In a recent talk given by Dr. Jason Jolley, assistant professor of rural economic development at the Voinovich School, about environment management systems and the green energy supply chain, I learned that businesses burdened with high dependence on fossil fuels or heavy initial-production resources are developing models and management practices to meet the demands of a changing regulatory landscape.

The great part about the adoption of these management systems is that it encourages a materials “race to the top” and/or a clear passion to maximize the utility of raw materials. Companies are tapping into resources such as the U.S. EPA’s Green Suppliers Network, and others have been certified as actors in sustainability; the ISO 14000 series is an environmental management system (EMS) certification, yet its adoption is slow. By adding a green supply chain management (GSCM) system to this certification, businesses can access suppliers’ environmental performance and track the cost of waste, making for a resilient business model of the future. These two systems are highly complementary: research by Jolley showed that EMS adopters that also utilize GSCM will be more successful in reaching environmental protection requirements.

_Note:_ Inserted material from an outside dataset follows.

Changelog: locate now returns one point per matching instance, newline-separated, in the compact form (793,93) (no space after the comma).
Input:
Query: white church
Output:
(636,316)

Dr. Jolley’s case study asked companies around the country about this doubled-up adoption. With a 13 % response rate and most of those responsive in companies holding less than 250 employees, an optimistic insight was revealed: smaller companies are often the first to adopt environmentally sustainable practices.

For many of these local companies, the move makes both environmental and economic sense. Owens Corning, a business built on improving energy efficiency, is the prime international example of stepping up to the standard. We are seeing supply chains today, especially with companies that are employee-owned, that put high value on creating production and supply chain alliances. Future-proof supply chains, as they may be called, are beginning to be adopted, inspired by “handprinting,” green energy supply chains and sustainability measures as necessary components of business.

I have gained a new perspective by changing the way I think about materials sourcing and production. I understand the importance of developing a product for more than profit, with an eye to social and environmental responsibility. When we become aware of our global impact, improvements in the efficiency on our production lines expand and extend to create an optimistic mindset of net-positive gain rather than impact.